To start, the client first contacts the metadata server, and requests a read operation on the /mnt/pvfs directory, to make sure that the file doesn't already exist. The metadata server replies with the contents of the directory (in this case, there's nothing in the directory, so that didn't take long). The client also requests a write operation, and the metadata server returns the list of IODs to contact to handle that request. From here, most of the traffic is between the client (252), and the IODs (253 and 254).

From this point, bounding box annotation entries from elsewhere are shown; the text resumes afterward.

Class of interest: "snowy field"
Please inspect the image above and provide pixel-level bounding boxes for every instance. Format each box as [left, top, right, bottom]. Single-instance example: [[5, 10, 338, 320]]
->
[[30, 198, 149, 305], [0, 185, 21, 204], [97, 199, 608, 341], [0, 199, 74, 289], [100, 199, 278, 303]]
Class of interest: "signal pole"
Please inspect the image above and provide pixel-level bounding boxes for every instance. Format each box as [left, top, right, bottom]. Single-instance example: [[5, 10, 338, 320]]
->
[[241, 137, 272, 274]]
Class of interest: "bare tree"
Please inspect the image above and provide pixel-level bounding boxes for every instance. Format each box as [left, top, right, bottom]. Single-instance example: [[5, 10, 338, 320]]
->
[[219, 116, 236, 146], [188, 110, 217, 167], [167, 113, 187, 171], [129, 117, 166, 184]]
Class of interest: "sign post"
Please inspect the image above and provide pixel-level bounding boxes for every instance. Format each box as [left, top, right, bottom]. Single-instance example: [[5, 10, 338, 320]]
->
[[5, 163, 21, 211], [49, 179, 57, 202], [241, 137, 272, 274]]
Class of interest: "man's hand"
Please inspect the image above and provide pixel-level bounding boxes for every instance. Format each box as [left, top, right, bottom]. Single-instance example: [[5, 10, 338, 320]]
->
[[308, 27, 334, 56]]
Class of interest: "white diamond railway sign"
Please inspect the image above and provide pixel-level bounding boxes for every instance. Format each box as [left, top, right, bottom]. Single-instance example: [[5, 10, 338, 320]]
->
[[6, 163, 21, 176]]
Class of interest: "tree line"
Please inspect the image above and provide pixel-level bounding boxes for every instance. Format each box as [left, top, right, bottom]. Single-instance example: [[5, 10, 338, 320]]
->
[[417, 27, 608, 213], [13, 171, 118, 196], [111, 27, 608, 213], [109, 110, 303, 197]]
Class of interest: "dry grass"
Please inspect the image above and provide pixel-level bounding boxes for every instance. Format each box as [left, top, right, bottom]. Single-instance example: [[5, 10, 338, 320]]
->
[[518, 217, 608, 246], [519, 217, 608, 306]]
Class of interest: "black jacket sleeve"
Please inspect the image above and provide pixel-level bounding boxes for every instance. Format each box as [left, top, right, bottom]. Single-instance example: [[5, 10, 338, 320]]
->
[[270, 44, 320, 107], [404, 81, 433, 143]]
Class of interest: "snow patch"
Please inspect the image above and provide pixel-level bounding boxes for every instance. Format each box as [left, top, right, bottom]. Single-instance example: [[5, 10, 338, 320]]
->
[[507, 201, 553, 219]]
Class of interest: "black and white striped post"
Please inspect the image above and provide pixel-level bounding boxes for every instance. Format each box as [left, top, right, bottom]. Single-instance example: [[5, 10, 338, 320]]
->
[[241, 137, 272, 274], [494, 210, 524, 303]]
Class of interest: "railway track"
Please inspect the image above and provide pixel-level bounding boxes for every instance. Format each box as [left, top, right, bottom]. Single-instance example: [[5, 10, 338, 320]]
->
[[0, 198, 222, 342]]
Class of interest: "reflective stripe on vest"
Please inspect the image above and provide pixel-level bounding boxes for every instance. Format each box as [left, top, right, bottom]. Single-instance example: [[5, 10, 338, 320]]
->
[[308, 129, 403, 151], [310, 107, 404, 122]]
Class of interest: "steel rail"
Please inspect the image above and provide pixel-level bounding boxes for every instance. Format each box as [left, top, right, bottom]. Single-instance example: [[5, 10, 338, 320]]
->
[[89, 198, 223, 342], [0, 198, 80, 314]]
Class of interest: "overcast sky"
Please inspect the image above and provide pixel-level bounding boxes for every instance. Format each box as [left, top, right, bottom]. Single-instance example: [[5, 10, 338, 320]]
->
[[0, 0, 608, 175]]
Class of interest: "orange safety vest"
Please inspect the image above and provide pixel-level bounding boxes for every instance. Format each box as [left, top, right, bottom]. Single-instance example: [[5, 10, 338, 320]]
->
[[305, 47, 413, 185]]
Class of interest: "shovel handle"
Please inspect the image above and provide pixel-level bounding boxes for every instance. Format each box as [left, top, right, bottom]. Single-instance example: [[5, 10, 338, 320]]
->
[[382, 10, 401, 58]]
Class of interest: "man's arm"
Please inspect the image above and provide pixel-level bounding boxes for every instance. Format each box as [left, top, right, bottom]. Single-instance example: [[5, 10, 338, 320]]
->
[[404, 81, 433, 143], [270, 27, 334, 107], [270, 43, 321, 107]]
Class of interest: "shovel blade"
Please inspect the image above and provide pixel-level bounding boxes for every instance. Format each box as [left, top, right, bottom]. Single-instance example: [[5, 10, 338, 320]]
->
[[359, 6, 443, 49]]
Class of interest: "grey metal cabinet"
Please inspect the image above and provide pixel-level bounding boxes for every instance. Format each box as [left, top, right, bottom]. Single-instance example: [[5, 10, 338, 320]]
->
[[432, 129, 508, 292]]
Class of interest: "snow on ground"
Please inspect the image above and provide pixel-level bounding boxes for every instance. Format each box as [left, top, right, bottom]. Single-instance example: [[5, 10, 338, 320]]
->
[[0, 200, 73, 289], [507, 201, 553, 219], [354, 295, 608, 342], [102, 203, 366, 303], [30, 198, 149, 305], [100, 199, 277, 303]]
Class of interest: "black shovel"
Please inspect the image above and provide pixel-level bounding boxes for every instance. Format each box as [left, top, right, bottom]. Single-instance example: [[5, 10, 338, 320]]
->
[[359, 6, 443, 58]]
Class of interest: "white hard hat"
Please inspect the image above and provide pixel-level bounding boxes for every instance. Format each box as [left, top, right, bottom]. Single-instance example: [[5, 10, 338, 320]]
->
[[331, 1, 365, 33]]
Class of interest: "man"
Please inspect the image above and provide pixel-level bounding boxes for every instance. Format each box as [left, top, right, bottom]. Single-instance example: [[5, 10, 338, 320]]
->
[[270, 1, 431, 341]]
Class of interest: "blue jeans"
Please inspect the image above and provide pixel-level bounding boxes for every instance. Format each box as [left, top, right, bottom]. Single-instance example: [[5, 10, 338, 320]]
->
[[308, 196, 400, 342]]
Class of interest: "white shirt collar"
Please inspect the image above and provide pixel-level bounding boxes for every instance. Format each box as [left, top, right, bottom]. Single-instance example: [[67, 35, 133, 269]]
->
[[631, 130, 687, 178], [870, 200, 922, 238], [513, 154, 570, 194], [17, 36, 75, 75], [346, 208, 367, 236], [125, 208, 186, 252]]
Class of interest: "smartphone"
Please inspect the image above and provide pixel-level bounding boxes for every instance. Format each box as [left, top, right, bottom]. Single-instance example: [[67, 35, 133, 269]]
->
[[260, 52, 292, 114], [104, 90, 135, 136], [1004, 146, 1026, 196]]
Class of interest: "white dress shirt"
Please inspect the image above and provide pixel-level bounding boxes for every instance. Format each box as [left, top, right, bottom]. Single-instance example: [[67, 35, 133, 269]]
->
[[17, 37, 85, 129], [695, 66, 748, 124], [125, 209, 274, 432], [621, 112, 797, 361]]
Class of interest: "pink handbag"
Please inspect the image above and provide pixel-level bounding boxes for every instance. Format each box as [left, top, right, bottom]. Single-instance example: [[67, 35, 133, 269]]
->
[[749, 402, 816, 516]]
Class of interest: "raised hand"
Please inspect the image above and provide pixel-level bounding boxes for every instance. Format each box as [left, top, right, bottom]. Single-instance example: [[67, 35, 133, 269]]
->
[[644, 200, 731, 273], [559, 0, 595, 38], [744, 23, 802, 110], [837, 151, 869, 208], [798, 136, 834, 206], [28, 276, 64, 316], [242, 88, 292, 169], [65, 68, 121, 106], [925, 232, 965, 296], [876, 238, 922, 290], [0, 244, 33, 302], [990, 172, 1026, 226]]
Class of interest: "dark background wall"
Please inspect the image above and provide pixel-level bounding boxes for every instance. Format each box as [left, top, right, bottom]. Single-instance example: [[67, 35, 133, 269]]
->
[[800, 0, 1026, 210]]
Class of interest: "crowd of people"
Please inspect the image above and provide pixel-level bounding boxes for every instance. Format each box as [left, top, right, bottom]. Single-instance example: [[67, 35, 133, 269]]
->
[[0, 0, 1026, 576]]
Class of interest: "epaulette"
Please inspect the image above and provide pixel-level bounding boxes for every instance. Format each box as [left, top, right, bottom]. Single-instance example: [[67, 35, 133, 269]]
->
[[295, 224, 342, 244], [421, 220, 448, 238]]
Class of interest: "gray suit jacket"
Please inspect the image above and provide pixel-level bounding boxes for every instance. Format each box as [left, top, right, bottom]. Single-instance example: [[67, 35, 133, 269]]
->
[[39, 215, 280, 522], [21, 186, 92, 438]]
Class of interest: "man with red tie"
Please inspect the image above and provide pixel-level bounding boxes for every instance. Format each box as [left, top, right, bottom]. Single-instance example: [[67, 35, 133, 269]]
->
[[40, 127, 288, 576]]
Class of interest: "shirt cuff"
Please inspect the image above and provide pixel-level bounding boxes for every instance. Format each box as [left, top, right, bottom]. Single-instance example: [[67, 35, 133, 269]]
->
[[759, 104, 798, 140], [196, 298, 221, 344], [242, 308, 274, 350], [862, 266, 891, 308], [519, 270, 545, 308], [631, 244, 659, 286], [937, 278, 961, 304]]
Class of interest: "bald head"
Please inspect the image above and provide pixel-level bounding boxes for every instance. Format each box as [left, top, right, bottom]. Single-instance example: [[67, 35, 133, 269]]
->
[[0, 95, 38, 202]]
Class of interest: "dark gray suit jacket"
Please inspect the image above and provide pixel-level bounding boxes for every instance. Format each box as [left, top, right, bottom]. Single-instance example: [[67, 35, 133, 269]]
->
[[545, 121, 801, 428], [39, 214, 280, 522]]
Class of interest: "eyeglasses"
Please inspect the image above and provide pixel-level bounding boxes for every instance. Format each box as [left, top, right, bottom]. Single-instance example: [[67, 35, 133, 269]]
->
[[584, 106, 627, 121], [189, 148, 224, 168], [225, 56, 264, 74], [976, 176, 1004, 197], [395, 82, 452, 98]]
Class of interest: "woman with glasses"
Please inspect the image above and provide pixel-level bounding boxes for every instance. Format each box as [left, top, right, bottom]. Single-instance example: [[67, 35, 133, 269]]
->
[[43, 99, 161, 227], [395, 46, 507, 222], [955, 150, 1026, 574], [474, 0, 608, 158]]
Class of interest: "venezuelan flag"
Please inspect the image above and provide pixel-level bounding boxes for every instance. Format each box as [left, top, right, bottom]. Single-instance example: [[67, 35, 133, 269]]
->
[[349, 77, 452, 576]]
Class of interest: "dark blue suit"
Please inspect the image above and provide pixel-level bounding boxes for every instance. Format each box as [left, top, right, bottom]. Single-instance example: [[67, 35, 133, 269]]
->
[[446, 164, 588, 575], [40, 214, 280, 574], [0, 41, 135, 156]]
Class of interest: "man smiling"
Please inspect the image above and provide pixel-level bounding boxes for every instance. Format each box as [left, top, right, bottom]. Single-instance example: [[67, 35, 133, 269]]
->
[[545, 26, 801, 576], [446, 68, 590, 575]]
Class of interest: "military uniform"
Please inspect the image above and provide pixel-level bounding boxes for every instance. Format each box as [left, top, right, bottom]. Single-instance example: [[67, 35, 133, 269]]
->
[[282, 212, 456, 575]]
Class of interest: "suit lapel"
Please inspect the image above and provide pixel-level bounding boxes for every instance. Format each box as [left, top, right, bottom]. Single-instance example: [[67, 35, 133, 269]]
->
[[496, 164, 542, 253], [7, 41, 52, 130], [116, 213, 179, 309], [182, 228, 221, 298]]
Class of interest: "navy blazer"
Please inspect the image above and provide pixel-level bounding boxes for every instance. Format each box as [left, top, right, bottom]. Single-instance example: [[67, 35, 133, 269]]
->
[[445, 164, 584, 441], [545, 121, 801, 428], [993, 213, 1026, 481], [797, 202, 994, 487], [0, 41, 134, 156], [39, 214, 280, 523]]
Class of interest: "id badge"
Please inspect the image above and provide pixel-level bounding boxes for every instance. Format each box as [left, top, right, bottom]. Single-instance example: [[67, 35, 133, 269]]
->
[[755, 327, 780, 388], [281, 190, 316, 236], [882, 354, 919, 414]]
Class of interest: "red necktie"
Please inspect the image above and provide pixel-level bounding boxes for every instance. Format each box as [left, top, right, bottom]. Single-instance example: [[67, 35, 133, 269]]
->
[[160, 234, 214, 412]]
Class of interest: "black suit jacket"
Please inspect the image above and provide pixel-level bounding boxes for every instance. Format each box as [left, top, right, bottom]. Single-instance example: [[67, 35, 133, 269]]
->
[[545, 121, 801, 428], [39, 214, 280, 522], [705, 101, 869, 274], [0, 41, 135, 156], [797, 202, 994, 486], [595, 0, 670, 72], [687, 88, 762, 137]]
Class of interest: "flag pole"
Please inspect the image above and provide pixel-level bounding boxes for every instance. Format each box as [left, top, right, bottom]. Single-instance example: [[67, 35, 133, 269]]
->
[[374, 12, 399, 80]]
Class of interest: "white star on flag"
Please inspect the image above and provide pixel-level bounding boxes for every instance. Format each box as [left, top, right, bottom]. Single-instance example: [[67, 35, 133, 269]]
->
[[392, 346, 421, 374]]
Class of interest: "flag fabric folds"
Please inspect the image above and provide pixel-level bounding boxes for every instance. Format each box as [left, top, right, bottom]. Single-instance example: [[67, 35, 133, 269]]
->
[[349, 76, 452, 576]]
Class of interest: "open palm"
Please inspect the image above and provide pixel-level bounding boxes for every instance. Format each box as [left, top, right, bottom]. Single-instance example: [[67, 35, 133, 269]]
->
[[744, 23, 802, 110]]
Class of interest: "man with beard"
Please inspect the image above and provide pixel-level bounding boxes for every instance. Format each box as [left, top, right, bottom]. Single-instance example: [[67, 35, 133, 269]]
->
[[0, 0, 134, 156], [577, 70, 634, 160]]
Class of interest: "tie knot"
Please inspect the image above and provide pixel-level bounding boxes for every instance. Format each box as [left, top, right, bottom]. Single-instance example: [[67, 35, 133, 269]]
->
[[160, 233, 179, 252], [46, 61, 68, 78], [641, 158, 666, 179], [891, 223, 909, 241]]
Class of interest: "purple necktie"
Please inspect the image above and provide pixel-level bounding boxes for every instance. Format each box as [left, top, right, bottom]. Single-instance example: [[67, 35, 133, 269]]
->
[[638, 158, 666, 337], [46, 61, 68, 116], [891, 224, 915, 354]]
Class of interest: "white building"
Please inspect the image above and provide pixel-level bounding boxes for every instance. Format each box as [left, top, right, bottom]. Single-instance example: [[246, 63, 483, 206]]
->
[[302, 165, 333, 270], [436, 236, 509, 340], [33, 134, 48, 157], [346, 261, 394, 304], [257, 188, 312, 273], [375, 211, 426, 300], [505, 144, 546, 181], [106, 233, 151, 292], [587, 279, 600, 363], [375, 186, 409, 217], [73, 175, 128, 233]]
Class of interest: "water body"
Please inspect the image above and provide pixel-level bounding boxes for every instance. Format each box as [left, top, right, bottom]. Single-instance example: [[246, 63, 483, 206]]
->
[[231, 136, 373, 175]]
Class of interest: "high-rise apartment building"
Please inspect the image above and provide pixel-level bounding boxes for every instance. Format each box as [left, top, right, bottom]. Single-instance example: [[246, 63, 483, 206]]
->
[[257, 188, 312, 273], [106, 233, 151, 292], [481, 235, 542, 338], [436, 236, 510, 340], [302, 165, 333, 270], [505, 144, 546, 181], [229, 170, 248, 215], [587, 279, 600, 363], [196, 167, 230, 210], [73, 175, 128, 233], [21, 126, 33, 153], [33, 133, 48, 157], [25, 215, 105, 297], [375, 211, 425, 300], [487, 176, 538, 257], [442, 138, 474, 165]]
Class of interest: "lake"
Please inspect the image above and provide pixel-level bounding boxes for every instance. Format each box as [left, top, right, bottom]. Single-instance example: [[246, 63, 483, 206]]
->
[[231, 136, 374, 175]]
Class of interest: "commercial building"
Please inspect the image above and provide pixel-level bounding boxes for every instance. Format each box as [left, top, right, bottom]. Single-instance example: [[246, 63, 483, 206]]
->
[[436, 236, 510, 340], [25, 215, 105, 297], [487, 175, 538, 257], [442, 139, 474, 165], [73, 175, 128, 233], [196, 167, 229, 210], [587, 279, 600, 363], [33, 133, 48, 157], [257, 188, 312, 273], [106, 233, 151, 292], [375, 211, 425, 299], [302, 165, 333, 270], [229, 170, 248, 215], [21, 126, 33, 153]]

16:16:00.194386 192.168.22.252.32793 > 192.168.22.254.7000
16:16:00.194433 192.168.22.252.32794 > 192.168.22.253.7000
16:16:00.195631 192.168.22.254.7000 > 192.168.22.252.32793
16:16:00.195664 192.168.22.252.32793 > 192.168.22.254.7000
16:16:00.195670 192.168.22.253.7000 > 192.168.22.252.32794
16:16:00.195701 192.168.22.252.32794 > 192.168.22.253.7000
16:16:00.195898 192.168.22.252.32792 > 192.168.22.2.3000
16:16:00.197730 192.168.22.2.3000 > 192.168.22.252.32792
16:16:00.197884 192.168.22.252.32792 > 192.168.22.2.3000
16:16:00.202981 192.168.22.2.3000 > 192.168.22.252.32792
16:16:00.203261 192.168.22.252.32793 > 192.168.22.254.7000
16:16:00.203346 192.168.22.252.32793 > 192.168.22.254.7000
16:16:00.203700 192.168.22.254.7000 > 192.168.22.252.32793
16:16:00.203730 192.168.22.252.32793 > 192.168.22.254.7000
16:16:00.205020 192.168.22.254.7000 > 192.168.22.252.32793
16:16:00.205217 192.168.22.252.32793 > 192.168.22.254.7000
16:16:00.205300 192.168.22.252.32794 > 192.168.22.253.7000
16:16:00.206463 192.168.22.254.7000 > 192.168.22.252.32793
16:16:00.206542 192.168.22.253.7000 > 192.168.22.252.32794
16:16:00.206734 192.168.22.252.32792 > 192.168.22.2.3000
16:16:00.209134 192.168.22.2.3000 > 192.168.22.252.32792
16:16:00.242995 192.168.22.252.32792 > 192.168.22.2.3000
16:16:00.243010 192.168.22.252.32793 > 192.168.22.254.7000
16:16:00.243022 192.168.22.252.32794 > 192.168.22.253.7000

This traffic consists almost entirely of data-moving operations, from the clients to the IODs. Dumps on the IODs and metadata server of the same operation show that there is also communication betweeen these two components, since the IODs have to report to the metadata server about the state of the directory, which enables the metadata server to provide a consistent view of the directory. Though it's still a bit fuzzy to me, as best I can tell, the traffic interspersed among the last half of this conversation is likely an effort to propagate this updated view of the directory to the client.

PVFS is just one solution out there for parallel I/O. Others include Lustre and IBM's GPFS, to name just two available for Linux. I hope this article has helped give an understanding of how PVFS works.